WILMINGTON, Del. -- Hospitals and physicians are making slow but steady progress in reducing systems errors that affect patients' safety, according to one of the nation's leading experts in the field.
"Progress is slow. It's hard to say things are a lot safer now. I think it's so, but I can't prove it," said Dr. Lucian Leape, adjunct professor of health policy at the Harvard School of Public Health, as he accepted the 2003 Alfred I. duPont Award for Excellence in Children's Health Care on Sept. 23, 2003. Nemours, one of the nation's largest pediatric health care providers, cited Leape, a pediatric surgeon, for his leadership in focusing on medical error prevention. The award includes a $50,000 cash prize and an original Steuben Glass crystalsculpture.

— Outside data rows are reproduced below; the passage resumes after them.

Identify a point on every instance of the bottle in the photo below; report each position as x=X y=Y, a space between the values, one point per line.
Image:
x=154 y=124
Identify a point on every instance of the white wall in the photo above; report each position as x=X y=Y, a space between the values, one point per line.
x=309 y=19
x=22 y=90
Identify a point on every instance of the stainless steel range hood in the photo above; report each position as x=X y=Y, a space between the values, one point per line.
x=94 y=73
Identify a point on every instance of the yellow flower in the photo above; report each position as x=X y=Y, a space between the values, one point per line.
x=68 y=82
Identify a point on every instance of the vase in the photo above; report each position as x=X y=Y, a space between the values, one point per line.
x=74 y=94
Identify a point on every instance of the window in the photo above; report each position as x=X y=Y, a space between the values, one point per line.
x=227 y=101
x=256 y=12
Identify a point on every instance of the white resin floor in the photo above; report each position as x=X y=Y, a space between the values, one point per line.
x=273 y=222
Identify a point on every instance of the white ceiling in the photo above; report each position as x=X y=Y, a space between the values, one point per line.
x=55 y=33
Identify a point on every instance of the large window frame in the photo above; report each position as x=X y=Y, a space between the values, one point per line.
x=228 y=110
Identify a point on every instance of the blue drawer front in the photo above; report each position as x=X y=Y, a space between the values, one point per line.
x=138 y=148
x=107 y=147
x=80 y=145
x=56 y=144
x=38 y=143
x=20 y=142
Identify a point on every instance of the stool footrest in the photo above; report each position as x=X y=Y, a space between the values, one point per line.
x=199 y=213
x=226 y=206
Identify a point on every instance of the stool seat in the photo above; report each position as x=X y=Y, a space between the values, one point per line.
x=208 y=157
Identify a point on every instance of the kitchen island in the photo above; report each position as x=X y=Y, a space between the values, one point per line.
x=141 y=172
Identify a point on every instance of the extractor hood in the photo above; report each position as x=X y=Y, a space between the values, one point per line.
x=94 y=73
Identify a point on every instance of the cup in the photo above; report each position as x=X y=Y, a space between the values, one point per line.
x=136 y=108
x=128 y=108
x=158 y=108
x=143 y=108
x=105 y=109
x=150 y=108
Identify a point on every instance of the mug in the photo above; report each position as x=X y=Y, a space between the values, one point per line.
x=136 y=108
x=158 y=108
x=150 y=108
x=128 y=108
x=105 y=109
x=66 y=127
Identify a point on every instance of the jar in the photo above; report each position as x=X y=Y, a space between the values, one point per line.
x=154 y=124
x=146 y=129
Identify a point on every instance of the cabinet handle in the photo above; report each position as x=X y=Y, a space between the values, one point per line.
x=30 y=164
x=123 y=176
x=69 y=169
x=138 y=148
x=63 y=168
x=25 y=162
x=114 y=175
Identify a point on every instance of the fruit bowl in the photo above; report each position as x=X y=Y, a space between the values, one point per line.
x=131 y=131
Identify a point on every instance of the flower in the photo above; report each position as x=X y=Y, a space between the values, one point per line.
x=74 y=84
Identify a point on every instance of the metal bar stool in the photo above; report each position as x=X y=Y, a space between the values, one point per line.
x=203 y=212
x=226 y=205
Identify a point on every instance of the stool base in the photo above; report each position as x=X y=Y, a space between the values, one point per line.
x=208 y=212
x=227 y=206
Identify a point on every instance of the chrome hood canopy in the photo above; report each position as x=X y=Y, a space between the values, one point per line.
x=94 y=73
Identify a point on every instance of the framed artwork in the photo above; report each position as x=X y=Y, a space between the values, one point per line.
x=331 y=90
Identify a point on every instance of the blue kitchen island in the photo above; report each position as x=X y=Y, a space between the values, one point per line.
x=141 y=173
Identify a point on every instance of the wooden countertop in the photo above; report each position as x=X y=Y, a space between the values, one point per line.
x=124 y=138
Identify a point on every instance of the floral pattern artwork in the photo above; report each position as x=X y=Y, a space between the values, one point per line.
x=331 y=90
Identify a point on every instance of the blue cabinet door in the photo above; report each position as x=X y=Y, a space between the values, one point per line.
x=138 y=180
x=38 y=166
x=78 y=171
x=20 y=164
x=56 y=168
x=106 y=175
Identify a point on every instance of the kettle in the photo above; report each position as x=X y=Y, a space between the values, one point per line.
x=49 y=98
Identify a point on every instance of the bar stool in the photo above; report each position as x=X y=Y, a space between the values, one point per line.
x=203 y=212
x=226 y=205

Leape was a major contributor to the Institute of Medicine's 1999 report "To Err is Human" that focused national attention on patient safety issues. That study estimated that as many as 98,000 people die in hospitals each year as a result of preventable medical mistakes. In his speech, he cited several indicators that the cause he champions is having an impact. For example:
-- In 15 states, coalitions have formed that bring together a diversity of stakeholders - physicians, nurses, administrators, regulators, the insurance industry and others - to discuss patient safety issues.
-- The Joint Commission for the Accreditation of Hospitals (JCAOH) has issued a series of 11 recommendations for hospitals to follow to better ensure patient safety.
-- Organizations like the National Patient Safety Foundation have raised public awareness and helped develop a more safety-conscious culture within hospitals.
Leape, a graduate of Cornell University and Harvard Medical School, is a founding director of both the Massachusetts Coalition for the Prevention of Medical Error and the National Patient Safety Foundation.
"Human errors made in hospitals are not necessarily the result of carelessness, inadequate training or bad people," Leape said. "Careful, conscientious people make mistakes too." Rather, he said, "bad systems lead them to make mistakes" and research has demonstrated that redesigning such systems can significantly improve patient safety.
The key to continued improvement is changing the culture within hospitals to focus more on where safety breakdowns occur and how to prevent them and less on punishing the individuals involved. "In a system that punishes people who make mistakes, the only errors people report are the ones they cannot hide," he said.
Leape said pediatrics poses unique challenges to patient-safety advocates, and this is especially true in caring for newborns, whose organs are not fully developed and whose continual changes in weight require frequent adjustments in medication dosages.
In addition to campaigning for improved safety systems inside hospitals, Leape is now urging his colleagues in the healthcare professions to support a plan for tax-supported universal health insurance. He noted that 8,000 physicians earlier this year endorsed a national health insurance (NHI) proposal drafted by the Physicians' Working Group for Single-Payer National Health Insurance.
"The idea is not as far-fetched as you might think. There is a real movement to do something about it," Leape said.
According to the Physicians' Working Group, 41 million Americans have no health insurance and many more are underinsured even though the United States spends more than twice as much on health care as the average of other developed nations, all of which provide universal coverage.